The following are particulars about my main current research interests:

  • The description and analysis of hybrid systems. In continuation of my previous work on a process algebra for hybrid systems and its connections with the formalism of hybrid automata, I am among other things interested in efficient proof techniques for that process algebra, effective procedures for restricted versions of the process algebra to decide whether an equation is derivable, and model checking tools for restricted versions of the process algebra to verify properties expressed in a suitable temporal logic.
  • The description and analysis of real-time reactive systems that are networks of dynamically reconfiguring components in which communication between the components is usually in whole or in part coordinated from outside the components. Such systems become dominating among the systems that shape our society. My special interest is in dealing with all aspects relevant to their behaviour, which includes coordination, reconfiguration and real-time reaction, in a single framework.
  • The development of more theory in subject areas such as computability, computational complexity, algorithm efficiency, program performance, program compactness, program parallelization, program verification, and probabilistic computation, from the viewpoint that a program primarily represents an instruction sequence.
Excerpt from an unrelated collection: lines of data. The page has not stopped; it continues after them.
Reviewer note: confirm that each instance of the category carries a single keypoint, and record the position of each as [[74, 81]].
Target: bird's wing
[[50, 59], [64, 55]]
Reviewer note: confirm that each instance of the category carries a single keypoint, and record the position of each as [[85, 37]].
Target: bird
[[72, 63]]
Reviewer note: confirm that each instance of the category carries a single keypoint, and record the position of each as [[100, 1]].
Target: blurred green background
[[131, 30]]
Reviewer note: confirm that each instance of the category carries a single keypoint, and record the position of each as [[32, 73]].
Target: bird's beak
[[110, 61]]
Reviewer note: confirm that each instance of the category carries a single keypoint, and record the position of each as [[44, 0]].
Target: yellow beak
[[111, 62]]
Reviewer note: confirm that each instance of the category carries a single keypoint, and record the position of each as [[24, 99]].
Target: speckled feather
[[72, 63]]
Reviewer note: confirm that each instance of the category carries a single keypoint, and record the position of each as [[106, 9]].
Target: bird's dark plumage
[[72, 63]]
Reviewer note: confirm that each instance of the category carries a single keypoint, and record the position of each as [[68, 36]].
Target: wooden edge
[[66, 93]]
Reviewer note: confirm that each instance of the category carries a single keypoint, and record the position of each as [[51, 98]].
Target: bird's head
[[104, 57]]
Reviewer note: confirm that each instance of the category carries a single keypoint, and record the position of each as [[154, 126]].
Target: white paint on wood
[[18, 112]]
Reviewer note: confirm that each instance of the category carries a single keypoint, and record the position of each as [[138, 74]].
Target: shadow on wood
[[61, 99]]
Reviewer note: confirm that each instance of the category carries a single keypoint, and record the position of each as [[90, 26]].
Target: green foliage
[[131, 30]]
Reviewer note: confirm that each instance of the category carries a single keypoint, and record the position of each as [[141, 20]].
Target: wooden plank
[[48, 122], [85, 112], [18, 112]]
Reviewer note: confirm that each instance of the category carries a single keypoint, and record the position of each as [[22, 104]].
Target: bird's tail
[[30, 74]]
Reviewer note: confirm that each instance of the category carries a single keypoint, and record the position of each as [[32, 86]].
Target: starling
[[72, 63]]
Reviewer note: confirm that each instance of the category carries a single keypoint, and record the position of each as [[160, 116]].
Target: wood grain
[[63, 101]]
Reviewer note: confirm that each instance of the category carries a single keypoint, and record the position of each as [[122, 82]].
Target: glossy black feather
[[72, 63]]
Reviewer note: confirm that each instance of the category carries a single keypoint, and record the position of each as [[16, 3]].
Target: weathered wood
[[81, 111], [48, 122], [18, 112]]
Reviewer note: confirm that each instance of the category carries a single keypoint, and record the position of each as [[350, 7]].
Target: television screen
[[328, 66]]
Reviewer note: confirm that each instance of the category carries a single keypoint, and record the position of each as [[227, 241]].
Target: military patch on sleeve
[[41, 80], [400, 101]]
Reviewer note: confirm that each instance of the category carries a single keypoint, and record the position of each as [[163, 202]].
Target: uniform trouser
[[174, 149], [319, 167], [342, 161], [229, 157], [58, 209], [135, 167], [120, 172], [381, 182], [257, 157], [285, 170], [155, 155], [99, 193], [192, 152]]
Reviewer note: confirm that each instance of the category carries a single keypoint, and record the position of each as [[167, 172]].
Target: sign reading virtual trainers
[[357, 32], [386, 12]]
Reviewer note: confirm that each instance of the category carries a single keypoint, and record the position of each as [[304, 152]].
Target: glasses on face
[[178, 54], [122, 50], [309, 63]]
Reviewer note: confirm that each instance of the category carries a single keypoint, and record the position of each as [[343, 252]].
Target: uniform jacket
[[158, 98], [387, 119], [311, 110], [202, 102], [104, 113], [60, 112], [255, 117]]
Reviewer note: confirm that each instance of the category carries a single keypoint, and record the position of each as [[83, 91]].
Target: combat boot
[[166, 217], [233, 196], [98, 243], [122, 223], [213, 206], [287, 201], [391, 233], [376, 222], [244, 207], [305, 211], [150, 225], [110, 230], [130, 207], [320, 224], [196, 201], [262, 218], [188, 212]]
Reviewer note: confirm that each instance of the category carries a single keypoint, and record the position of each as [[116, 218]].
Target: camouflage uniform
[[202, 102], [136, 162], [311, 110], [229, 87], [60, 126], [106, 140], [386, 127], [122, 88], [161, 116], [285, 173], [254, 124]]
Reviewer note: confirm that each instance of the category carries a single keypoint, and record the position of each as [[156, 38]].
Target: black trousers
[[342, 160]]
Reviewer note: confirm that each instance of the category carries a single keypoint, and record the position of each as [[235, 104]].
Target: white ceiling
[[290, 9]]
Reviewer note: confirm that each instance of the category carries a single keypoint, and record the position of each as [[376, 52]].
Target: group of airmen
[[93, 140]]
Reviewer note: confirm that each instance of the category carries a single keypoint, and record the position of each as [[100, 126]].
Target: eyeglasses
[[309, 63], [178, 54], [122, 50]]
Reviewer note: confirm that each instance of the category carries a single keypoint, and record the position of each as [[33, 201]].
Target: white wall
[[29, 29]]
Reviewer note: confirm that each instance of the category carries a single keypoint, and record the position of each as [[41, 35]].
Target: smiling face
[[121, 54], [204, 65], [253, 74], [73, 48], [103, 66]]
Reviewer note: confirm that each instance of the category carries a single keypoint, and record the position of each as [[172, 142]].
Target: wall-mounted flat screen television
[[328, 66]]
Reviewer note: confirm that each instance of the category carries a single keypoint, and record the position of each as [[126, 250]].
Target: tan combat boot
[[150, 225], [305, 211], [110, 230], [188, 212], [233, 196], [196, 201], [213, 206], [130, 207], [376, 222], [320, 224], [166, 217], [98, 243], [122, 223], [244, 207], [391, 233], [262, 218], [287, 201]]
For a growing number of developments, including developments with respect to high-performance program execution on classical or non-classical computers and estimation of execution times of hard real-time systems, it becomes increasingly more important that programs are considered at the level of instruction sequence.
  • In the past, I was for a long time concerned with formal techniques, and tools in support of them, to complement industrial approaches to software development for more rigorous approaches to software development in industry. I am still interested in this line of research.